What this means is that your rights will be limited until you seek court intervention. The mother at this point has full control of the well-being decisions regarding the child, as well as how often you will see the child. If you call the police because you have not seen your child, the police will likely not get involved, especially without a court order.

With that being said, it is very important that you have a court order establishing paternity and giving you a set parenting time schedule. Without this you will be very limited in what you can do with your child. Even if you have a good relationship with the mother at this time, it is best to protect yourself in case of future conflict. The document you would need to file is a Petition to Establish Parenting Time, Legal Decision-Making, and Child Support. This would eventually end in a court order with set parenting time for you, and possible legal rights over the child’s well-being, as well as a child support order for either you or the mother.

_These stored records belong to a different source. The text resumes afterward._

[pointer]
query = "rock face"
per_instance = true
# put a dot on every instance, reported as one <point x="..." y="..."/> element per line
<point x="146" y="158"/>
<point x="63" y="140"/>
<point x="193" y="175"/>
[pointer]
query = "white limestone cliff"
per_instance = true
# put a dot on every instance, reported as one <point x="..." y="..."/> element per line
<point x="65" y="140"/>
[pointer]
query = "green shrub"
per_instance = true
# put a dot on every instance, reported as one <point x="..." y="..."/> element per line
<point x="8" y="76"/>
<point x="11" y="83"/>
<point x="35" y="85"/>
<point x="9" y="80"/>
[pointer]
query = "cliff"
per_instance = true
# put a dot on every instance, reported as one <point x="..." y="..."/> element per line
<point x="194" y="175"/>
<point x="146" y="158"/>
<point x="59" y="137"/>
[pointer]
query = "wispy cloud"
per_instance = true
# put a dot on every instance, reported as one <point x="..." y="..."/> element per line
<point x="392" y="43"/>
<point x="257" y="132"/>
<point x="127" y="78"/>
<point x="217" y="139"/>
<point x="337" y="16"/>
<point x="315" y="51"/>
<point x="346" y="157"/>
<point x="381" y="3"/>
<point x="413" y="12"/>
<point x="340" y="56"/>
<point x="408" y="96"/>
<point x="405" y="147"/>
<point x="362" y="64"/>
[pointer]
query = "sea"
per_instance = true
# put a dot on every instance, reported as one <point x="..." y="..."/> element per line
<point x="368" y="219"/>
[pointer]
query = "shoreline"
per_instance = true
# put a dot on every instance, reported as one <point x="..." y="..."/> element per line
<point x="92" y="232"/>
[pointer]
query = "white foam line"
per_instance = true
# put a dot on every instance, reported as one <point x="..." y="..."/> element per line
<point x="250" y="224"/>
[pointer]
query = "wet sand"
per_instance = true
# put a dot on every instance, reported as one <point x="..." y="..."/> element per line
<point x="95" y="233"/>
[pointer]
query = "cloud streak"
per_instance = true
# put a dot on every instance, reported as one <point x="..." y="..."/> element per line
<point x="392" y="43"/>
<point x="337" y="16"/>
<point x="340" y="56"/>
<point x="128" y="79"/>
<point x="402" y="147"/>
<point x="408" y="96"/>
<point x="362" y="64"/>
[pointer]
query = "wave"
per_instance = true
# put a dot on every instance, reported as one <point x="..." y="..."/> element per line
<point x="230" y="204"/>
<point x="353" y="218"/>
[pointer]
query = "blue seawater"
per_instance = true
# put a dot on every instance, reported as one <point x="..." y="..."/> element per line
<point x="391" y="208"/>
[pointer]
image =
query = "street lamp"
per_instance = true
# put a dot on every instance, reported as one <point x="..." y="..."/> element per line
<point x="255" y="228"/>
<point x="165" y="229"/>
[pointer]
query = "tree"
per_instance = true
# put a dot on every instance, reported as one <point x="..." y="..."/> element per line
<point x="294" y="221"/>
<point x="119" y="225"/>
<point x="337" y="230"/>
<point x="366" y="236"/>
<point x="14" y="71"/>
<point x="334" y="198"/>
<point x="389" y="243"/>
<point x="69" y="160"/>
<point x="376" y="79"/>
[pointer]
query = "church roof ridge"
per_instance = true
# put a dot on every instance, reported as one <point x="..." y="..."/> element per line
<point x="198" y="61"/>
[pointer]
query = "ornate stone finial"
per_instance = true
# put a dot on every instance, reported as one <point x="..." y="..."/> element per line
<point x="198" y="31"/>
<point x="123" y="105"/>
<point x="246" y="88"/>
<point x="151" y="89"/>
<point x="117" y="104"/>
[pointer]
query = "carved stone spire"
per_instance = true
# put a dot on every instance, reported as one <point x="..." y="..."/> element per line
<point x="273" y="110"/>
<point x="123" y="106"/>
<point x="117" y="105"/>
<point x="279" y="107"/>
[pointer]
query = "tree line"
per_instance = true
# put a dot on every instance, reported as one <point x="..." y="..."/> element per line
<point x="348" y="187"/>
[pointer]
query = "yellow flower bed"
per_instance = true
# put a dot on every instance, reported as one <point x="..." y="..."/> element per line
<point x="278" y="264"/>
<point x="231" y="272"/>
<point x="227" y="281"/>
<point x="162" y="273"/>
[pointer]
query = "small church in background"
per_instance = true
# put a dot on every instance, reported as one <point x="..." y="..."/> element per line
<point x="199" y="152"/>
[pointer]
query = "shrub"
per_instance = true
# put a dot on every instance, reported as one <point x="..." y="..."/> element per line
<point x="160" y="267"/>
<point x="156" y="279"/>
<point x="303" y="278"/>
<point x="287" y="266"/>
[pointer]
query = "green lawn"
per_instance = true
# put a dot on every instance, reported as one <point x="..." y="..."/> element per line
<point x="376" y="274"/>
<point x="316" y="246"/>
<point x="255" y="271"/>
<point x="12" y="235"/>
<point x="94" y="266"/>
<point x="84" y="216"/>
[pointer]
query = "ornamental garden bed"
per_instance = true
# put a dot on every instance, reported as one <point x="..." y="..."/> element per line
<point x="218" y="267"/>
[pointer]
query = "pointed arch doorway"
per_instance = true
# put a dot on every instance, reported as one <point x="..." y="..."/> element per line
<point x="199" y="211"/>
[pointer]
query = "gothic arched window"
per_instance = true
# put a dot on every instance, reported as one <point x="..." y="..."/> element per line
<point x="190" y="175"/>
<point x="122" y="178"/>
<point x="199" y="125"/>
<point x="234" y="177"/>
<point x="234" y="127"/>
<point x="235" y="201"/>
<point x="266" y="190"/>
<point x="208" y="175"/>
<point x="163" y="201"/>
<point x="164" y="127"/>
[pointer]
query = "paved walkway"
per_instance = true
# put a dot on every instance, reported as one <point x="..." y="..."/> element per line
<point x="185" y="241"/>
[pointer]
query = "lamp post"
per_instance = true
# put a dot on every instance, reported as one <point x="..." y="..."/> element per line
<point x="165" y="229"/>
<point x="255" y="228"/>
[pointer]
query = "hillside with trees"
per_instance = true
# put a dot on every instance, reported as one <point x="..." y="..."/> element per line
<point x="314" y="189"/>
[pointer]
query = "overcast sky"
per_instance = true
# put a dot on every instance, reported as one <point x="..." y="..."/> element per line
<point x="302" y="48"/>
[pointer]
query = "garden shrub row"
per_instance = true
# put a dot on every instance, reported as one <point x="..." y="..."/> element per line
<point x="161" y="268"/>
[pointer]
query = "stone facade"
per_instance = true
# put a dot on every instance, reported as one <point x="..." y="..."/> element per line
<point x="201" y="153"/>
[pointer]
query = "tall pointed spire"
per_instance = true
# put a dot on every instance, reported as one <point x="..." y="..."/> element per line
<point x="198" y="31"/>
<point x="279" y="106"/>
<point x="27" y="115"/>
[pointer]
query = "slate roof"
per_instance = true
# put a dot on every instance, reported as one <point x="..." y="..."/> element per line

Now what if you are married to the mother of your child? What rights do you have in that situation? For example, say your child’s mother — your wife — takes your child out of state without your permission. Your wife tells you she does not know when she is coming back and she prefers that you do not contact her or your child. Can you do anything without court intervention? Unfortunately, you cannot. Your wife had every right to go out of state with the child without informing you. However, this is something you could have done as well. There is no law that requires you or your wife to give notice to each other if you are leaving the state with the child.

If, however, this happens to you, you will need to file something with the court immediately. It is recommended that you file for either a legal separation or divorce at this point and request temporary orders for the immediate return of your child, as well as a temporary parenting plan that would prohibit your wife from leaving the state with your child again.

In each of the above situations, fathers may feel as though they are unprotected by the law. However, keep in mind that as soon as you file something with the court, you likely will begin to have those rights that the mother has. The best advice in those situations is to not wait.